Hope that learning about eachcol is still useful but don’t use it for your problem.

1 Like

You mean dims=2, right? For the row minimum

Oh loving it. Thank you very much! Didn’t know about eachcol. Pretty neat. Maybe I can use it somewhere else in the code base.

A .-= minimum(A, dims=1) subtracts the minimum from each column, and A .-= minimum(A, dims=2) subtracts the minimum from each row.

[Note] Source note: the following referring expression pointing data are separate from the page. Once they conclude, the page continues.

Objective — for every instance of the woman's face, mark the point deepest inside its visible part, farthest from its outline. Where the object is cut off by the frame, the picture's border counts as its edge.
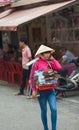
(46, 55)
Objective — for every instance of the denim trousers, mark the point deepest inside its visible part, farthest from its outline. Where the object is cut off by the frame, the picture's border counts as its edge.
(50, 97)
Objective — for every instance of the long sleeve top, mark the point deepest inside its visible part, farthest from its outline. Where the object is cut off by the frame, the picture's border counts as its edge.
(42, 64)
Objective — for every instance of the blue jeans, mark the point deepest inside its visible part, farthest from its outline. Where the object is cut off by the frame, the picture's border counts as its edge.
(48, 95)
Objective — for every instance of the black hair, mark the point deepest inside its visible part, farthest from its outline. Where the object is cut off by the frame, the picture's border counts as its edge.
(23, 39)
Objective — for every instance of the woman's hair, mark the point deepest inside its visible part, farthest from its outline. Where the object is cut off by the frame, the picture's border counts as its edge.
(23, 39)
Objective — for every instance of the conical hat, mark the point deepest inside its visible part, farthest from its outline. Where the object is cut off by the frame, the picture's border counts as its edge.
(42, 49)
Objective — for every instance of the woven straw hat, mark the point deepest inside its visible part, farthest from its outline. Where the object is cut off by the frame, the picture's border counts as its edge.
(42, 49)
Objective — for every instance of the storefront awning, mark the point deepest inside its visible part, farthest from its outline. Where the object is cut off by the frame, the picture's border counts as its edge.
(13, 20)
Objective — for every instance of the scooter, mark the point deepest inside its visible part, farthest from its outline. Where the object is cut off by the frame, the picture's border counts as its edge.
(68, 83)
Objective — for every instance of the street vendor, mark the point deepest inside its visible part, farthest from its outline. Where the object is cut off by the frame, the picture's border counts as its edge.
(45, 62)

I’m guessing that using broadcasting like this will be faster than using eachrow and eachcol iterators. It’s certainly easier and more compact.

4 Likes

Ah yeah it seems to be neither faster nor slower but yes easier to read. Thx!

If you want it be super fast, write a single nested-loop for both operations like this:

function subMins!(mat)
    mcols = minimum(mat, dims=1)
    mrows = minimum(mat, dims=2)
    for j = 1:size(mat,2), i = 1:size(mat,1)
        mat[i,j] -= mrows[i] + mcols[j] 
    end  
end 

using BenchmarkTools
mat = rand(UInt16, 16000, 16000)
@btime subMins!($mat)
  290.291 ms (32 allocations: 63.41 KiB)

You can also do that with broadcasting. However, it is not equivalent to the original code, which computed the row minimums after subtracting the column minimums.

Yes, the above is not equivalent to the original code, the following should. But broadcasting is still not as fast though!

function subMins!(mat)
    mcols = minimum(mat, dims=1)
    for j = 1:size(mat,2), i = 1:size(mat,1)
        mat[i,j] -= mcols[j] 
    end  
    mrows = minimum(mat, dims=2)
    for j = 1:size(mat,2), i = 1:size(mat,1)
        mat[i,j] -= mrows[i]
    end 
end 

using BenchmarkTools
mat = rand(UInt16, 16000, 16000)
@btime subMins!($mat)

@btime begin 
    $mat .-= minimum($mat, dims=1)
    $mat .-= minimum($mat, dims=2)
end

  343.362 ms (32 allocations: 63.41 KiB)  # loops
  474.813 ms (32 allocations: 63.41 KiB)  # broadcasting
1 Like